The whiplash in sentiment saw Japan's Nikkei hit its lowest since early December.

Australia's index also lost 0.5 percent. Shanghai made marginal gains as a private survey of China's service sector showed activity expanded at its slowest pace in six months in March.

"We were hit by a bucket of cold water," said Norihiro Fujito, senior investment strategist at Mitsubishi UFJ Morgan Stanley Securities.

"Signs that the Fed could pare its balance sheet are shocking enough, but the mood was exacerbated as the Fed touched upon stock valuations, which is very rare."

The news overshadowed data showing U.S. private employers added a surprisingly strong 263,000 jobs in March, spurring speculation the official payrolls report on Friday would also impress.

Treasuries rallied, with yields on 10-year bonds back at 2.33 percent and threatening to clear a chart barrier at 2.30 percent. Draghi's comments also helped euro zone yields drop back towards multi-week lows.

The decline in yields prevented the dollar pulling away from the yen, where it was last at 110.46 near chart support in the 110.11/27 zone.

Among emerging market currencies, the rand remained vulnerable amid political uncertainty and there was also speculation that the Czech central bank could remove a peg that has been keeping the crown below 27-per-euro.
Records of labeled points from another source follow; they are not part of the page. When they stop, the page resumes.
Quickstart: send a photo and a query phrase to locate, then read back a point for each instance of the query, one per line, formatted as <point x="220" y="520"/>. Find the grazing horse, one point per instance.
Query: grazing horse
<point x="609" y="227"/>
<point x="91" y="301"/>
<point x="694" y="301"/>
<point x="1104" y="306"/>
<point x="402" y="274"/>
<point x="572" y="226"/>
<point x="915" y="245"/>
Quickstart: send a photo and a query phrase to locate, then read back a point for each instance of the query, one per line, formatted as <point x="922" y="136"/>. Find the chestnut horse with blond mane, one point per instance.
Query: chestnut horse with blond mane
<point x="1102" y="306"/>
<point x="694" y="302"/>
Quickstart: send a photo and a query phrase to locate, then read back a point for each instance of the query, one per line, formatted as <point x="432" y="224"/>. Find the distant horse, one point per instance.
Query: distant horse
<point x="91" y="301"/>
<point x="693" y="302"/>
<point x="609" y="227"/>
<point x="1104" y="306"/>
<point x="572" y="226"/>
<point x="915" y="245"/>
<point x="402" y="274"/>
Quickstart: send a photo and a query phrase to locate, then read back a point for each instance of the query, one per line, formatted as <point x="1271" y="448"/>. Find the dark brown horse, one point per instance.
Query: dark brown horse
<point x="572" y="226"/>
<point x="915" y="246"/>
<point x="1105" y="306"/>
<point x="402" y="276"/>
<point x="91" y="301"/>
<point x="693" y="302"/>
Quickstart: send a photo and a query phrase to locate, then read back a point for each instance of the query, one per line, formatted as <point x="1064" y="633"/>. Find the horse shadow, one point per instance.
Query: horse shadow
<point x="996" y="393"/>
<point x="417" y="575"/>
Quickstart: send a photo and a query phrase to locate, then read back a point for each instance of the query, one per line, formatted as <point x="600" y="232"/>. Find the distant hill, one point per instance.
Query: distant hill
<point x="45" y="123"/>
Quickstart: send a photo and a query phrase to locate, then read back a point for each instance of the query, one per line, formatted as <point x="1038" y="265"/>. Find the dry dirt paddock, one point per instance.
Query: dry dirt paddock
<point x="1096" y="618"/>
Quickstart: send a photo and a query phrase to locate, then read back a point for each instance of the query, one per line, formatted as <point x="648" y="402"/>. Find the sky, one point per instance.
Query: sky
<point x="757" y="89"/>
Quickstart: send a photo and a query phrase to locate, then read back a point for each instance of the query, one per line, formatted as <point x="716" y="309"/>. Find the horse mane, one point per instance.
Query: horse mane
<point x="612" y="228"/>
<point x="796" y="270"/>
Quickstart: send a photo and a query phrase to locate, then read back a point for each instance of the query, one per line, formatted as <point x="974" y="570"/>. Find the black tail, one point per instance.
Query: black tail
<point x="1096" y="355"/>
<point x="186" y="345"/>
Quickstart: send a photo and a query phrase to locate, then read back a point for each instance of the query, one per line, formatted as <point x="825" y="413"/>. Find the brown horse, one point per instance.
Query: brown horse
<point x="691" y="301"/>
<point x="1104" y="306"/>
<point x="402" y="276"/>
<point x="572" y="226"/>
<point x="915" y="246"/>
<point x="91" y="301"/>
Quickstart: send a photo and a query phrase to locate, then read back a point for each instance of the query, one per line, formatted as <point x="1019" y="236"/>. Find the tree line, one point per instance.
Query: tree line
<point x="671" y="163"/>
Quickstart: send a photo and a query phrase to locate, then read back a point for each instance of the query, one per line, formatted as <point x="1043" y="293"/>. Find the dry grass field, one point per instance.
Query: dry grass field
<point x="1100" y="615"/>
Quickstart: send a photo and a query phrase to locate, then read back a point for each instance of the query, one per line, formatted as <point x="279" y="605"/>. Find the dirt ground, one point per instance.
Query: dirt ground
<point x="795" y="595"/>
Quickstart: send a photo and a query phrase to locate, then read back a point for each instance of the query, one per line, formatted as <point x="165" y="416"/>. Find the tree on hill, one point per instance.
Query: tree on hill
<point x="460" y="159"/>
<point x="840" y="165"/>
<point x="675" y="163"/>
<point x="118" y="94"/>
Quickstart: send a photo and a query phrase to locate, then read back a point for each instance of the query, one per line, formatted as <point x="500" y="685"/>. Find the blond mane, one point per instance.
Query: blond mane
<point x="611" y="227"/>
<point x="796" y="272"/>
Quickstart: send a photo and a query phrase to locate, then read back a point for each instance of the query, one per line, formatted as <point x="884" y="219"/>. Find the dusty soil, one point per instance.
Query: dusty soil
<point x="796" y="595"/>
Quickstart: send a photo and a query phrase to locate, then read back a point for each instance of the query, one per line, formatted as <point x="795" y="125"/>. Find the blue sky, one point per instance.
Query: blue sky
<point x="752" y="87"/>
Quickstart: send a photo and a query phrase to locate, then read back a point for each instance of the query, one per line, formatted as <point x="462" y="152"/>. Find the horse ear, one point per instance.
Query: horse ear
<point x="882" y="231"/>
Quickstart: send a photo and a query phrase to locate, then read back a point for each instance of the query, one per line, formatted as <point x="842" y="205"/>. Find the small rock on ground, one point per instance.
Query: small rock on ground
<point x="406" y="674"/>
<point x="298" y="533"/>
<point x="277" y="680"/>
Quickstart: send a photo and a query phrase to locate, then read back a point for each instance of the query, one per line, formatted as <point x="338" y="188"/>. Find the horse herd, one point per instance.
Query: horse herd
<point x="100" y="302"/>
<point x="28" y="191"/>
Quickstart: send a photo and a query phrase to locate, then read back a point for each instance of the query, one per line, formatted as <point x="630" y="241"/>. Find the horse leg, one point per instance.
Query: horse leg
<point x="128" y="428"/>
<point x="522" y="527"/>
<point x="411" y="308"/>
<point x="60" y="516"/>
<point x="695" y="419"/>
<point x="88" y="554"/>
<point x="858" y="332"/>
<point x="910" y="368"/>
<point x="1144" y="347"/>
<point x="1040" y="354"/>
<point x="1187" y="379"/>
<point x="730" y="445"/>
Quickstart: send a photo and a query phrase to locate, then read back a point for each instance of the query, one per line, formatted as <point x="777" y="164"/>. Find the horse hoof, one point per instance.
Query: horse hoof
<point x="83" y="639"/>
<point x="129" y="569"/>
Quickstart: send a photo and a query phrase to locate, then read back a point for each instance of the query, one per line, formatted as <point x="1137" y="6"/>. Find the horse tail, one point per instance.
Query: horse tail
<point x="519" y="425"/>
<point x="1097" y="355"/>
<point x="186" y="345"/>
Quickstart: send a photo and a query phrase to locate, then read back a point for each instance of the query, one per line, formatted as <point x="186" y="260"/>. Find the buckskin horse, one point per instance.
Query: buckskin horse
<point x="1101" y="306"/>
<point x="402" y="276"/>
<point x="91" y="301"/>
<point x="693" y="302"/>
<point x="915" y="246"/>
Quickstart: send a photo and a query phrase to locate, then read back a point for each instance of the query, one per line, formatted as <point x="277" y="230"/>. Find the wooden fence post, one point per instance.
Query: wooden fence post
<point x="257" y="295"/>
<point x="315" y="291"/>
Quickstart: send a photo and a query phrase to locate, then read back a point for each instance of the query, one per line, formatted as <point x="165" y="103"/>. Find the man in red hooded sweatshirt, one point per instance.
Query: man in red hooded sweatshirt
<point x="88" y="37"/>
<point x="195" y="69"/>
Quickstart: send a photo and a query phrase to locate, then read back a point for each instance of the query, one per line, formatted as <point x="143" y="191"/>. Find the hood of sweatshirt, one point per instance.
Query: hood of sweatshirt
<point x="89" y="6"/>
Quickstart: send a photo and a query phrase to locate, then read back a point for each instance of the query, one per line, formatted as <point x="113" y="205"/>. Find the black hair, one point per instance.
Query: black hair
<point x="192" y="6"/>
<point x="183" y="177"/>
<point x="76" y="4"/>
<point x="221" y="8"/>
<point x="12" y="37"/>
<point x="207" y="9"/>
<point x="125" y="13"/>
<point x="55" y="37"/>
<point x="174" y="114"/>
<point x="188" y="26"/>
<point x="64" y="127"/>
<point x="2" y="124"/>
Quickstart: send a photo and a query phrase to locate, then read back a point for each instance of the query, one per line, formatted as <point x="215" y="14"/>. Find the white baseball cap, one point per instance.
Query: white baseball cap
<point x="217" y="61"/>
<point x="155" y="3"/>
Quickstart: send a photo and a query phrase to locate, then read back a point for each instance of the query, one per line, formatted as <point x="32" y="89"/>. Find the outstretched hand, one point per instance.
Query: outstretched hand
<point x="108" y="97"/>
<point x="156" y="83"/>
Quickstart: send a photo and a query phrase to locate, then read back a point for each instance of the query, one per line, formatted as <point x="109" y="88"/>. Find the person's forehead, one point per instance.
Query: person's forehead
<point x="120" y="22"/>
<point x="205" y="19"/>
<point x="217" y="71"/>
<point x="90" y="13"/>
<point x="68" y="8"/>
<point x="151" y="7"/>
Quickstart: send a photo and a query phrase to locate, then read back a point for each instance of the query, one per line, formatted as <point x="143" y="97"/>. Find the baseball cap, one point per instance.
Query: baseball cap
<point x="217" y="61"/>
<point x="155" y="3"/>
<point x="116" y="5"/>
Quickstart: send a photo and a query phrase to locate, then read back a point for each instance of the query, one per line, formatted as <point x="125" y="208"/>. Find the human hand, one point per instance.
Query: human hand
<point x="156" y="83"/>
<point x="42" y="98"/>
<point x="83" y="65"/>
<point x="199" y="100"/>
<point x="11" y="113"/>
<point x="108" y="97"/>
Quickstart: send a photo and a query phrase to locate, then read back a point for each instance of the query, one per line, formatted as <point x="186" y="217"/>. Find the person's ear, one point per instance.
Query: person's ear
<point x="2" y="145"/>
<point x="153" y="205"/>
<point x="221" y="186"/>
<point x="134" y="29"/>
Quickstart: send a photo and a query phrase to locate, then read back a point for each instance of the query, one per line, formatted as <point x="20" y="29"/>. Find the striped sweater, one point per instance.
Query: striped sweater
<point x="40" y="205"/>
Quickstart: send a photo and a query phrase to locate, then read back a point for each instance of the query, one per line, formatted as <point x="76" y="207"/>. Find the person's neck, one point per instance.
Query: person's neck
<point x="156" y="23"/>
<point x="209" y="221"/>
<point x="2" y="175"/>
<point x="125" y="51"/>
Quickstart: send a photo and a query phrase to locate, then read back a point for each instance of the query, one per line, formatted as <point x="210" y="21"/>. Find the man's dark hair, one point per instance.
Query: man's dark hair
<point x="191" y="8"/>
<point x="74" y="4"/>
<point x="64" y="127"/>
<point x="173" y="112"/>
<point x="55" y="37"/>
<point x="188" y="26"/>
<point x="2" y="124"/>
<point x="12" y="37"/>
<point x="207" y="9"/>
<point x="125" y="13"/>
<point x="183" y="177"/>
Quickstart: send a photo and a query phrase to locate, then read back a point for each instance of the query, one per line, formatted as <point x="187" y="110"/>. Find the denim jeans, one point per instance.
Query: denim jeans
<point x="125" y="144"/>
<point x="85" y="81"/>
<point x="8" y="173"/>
In commodity markets, oil ticked lower after the U.S. government reported a surprise increase in U.S. crude inventories to a record high.

U.S. crude was down 29 cents at $50.86 a barrel, while Brent lost 27 cents to $54.09. [O/R]

Easily the biggest mover this week has been coking coal, which surged 43 percent on Singapore-listed futures after Cyclone Debbie slammed into top supplier Australia, crippling exports of the steelmaking fuel.